The Ship You Don't See, 2006
If you take pictures in the harbor of Norfolk, Virginia, or almost anywhere in the Elizabeth River or lower Chesapeake Bay, it’s pretty likely you’ll have one or more U.S. Navy ships in the scene. You can’t go very far around here without tripping over a naval base of some kind. We’re home to the U.S. Navy’s Atlantic and Mediterranean fleets, and a regular stop on the NATO circuit. There’s a huge naval shipyard and several large commercial shipbuilding and repair facilities throughout the region.
In short, big gray naval ships are pretty ubiquitous around here. For local residents they’re such a routine part of the landscape as to be almost unnoticed.
Up until 9/11 changed things, there used to be organized bus tours of the world’s largest naval base. Anyone who didn’t look obviously menacing could hop a tour bus and get close to aircraft carriers, destroyers, guided missile cruisers, submarines and all manner of other naval ships. At one time, you could even drive through the base in your own car with no more identification than a valid driver’s license.

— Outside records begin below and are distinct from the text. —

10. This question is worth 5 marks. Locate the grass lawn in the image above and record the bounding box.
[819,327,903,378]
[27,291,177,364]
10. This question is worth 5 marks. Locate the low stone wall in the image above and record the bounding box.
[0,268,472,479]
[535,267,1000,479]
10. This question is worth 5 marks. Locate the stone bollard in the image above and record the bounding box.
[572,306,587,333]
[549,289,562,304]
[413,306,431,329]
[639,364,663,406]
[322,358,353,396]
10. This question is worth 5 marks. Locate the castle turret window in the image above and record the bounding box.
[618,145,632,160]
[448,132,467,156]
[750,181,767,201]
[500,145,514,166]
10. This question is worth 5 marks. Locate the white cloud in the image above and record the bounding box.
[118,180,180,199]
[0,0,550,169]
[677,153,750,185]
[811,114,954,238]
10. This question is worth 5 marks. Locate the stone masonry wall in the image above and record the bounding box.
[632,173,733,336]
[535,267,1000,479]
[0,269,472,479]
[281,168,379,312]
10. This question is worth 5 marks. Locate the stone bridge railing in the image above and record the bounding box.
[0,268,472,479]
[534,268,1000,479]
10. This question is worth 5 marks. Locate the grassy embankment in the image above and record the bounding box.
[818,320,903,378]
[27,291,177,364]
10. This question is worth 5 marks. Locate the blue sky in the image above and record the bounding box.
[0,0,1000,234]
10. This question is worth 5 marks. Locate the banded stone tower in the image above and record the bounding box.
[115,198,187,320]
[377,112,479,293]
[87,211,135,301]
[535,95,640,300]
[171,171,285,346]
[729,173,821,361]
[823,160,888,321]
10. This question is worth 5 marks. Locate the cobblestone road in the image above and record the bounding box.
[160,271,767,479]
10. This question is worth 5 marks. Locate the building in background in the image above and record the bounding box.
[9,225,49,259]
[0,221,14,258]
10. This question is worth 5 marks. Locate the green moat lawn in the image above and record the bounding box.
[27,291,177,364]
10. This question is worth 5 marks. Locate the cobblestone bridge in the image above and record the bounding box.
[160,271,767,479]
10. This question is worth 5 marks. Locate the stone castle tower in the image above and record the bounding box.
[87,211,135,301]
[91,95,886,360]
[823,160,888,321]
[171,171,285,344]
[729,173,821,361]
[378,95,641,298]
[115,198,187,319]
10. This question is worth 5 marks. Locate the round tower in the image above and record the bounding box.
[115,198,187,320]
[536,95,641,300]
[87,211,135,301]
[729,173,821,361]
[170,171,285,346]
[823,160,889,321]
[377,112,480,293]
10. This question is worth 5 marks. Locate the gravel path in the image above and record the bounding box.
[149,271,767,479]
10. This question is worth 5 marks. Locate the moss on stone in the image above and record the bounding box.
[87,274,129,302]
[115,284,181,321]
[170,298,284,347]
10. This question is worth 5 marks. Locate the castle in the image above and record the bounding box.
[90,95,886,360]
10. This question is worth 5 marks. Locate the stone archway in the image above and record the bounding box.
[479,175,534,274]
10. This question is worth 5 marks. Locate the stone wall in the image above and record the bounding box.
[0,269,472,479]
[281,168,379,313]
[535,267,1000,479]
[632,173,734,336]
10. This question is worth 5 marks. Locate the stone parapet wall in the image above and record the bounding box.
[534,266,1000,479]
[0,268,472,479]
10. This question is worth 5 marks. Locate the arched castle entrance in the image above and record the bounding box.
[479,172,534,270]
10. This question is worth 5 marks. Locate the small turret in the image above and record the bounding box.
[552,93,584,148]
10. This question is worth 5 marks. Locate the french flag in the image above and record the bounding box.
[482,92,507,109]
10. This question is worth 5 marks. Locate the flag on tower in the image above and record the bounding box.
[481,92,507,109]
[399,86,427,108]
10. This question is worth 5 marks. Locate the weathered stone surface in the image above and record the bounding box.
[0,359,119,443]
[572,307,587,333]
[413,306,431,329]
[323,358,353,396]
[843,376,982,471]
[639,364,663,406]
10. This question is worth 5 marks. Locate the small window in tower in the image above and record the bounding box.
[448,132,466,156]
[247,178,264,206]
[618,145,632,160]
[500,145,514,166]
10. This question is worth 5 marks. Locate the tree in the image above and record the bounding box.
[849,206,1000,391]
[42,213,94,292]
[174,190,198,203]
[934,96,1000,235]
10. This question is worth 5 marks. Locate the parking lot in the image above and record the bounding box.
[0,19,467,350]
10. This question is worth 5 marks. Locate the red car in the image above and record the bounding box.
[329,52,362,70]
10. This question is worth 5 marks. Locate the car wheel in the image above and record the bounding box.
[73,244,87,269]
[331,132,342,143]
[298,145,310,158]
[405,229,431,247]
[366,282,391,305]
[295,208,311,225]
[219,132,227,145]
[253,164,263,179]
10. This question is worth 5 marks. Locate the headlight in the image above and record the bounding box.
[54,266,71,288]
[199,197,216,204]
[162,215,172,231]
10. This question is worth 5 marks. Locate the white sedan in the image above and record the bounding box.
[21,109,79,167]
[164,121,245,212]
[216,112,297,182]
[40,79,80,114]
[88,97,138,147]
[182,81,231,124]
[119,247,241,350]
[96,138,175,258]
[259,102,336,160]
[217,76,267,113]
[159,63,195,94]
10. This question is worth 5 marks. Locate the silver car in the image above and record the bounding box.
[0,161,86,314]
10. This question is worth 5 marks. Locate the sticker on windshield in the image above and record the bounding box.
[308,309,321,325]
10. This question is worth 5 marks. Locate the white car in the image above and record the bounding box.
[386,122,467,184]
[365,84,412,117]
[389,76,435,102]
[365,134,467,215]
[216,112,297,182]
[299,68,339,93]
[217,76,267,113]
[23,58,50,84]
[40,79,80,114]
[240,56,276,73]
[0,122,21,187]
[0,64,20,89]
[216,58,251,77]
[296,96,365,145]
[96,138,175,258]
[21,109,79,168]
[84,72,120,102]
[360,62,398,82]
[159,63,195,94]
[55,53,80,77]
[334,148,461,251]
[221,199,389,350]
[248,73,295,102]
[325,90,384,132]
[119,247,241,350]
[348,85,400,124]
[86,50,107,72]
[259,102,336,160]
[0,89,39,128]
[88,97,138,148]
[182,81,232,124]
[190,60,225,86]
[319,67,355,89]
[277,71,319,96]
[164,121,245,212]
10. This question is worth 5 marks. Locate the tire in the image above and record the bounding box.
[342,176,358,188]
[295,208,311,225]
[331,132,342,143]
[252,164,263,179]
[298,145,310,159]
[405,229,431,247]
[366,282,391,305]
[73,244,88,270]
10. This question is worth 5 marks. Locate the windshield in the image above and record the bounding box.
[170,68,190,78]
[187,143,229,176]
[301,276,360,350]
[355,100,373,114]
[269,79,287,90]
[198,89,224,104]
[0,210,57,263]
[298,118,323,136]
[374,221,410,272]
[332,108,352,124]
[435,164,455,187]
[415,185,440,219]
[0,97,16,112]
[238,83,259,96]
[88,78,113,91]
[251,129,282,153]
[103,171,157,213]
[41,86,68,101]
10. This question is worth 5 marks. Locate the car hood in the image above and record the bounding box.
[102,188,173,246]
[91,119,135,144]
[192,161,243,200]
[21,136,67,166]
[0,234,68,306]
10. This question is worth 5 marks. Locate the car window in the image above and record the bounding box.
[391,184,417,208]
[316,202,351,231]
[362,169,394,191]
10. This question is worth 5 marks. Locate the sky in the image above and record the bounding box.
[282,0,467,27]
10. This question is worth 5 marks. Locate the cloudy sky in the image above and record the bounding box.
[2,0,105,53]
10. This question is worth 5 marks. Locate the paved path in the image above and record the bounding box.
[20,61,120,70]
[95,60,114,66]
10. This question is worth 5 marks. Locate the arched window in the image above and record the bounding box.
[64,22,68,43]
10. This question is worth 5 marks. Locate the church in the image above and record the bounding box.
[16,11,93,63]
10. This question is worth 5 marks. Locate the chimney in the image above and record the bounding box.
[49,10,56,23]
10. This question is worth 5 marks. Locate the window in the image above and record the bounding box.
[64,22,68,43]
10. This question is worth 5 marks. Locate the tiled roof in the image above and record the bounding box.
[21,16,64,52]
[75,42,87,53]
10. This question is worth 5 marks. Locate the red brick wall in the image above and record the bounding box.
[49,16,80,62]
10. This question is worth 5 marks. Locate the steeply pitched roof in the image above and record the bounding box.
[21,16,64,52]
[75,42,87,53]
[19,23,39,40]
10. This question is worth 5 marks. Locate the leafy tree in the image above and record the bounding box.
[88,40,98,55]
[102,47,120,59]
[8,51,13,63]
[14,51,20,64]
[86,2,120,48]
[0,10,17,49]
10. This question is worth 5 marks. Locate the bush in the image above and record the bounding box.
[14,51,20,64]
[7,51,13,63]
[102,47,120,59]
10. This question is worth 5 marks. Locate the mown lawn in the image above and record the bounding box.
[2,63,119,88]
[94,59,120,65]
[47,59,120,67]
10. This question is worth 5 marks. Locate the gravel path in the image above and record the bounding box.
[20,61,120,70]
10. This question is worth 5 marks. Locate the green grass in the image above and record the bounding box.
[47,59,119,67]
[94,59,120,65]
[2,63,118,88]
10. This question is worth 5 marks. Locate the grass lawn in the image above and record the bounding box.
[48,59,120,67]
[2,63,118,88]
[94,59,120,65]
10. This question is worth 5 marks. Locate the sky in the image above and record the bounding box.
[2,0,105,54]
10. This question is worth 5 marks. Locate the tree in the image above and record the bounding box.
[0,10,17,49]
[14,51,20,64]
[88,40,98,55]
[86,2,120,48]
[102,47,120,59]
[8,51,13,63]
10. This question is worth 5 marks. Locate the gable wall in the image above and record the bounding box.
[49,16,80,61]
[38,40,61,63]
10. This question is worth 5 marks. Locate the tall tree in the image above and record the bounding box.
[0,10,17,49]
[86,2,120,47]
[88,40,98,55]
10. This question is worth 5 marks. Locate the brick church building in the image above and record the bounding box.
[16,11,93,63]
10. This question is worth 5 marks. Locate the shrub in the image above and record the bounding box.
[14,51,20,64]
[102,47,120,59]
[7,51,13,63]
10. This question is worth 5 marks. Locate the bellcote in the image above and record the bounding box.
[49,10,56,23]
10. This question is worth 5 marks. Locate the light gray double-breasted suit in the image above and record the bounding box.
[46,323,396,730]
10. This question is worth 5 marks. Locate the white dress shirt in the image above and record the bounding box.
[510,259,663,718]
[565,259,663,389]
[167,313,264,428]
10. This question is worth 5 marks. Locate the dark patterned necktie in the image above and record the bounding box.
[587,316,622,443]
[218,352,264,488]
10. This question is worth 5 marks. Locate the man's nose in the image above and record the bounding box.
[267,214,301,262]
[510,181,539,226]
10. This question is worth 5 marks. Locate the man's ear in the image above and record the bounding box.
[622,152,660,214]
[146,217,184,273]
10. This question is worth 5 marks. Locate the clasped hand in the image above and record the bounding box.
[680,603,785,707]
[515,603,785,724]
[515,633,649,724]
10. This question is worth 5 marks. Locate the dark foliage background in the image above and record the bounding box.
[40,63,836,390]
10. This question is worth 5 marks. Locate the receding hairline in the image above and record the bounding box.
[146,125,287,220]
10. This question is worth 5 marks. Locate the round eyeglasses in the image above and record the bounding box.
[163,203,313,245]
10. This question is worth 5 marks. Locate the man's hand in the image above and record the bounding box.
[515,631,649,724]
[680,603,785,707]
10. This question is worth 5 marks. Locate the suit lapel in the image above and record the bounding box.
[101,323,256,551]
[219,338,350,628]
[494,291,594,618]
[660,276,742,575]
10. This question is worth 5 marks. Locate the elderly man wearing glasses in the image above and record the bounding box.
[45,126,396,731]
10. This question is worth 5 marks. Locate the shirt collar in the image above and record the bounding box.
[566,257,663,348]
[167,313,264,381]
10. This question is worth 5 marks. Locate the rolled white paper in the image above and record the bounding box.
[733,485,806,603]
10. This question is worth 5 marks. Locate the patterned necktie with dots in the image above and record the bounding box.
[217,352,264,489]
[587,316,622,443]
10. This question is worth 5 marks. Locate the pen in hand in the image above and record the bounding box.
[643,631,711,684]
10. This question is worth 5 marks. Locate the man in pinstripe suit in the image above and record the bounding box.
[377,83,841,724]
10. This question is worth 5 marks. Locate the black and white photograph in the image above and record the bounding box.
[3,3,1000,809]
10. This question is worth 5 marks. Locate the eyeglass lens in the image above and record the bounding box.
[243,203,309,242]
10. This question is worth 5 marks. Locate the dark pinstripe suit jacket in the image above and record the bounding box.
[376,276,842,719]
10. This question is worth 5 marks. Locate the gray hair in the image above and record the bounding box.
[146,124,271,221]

During the summer tourist season naval ships are photographed by thousands of people a day. But what’s okay for tourists isn’t necessarily okay for photographers. On several occasions when I have been standing in public places taking pictures in the harbor or along the Elizabeth River where the big shipyards are, I’ve been intercepted by military port security officers or officers of the Homeland Security. One time two inflatable U.S. Navy sentry boats raced across the harbor to intercept me.
The problem, if you’re inclined to follow in my apparently menacing steps, is carrying a professional-looking camera. The Navy does not like photographers with long lenses. Or even short lens, as I had brief skirmishes over picture like this and this. I say "like" those two pictures because I had to agree to destroy the ones I took that attracted security attention.
You’d think there’d be some common sense in this. I’m not a terrorist, after all. I have no idea what half the stuff sticking out the top of these ships is. I'm not inconsiderate and have no interest in compromising national security. But at the same time I'm aware that the Patriot Act gives these 19 year-old military sentries and Homeland Security officers the right to lock me away for an indefinite stay in a black hole somewhere without even telling anyone where I am.
All of which, I guess, is my way of asking that if you don’t hear from me for a while, check with your local Congressman.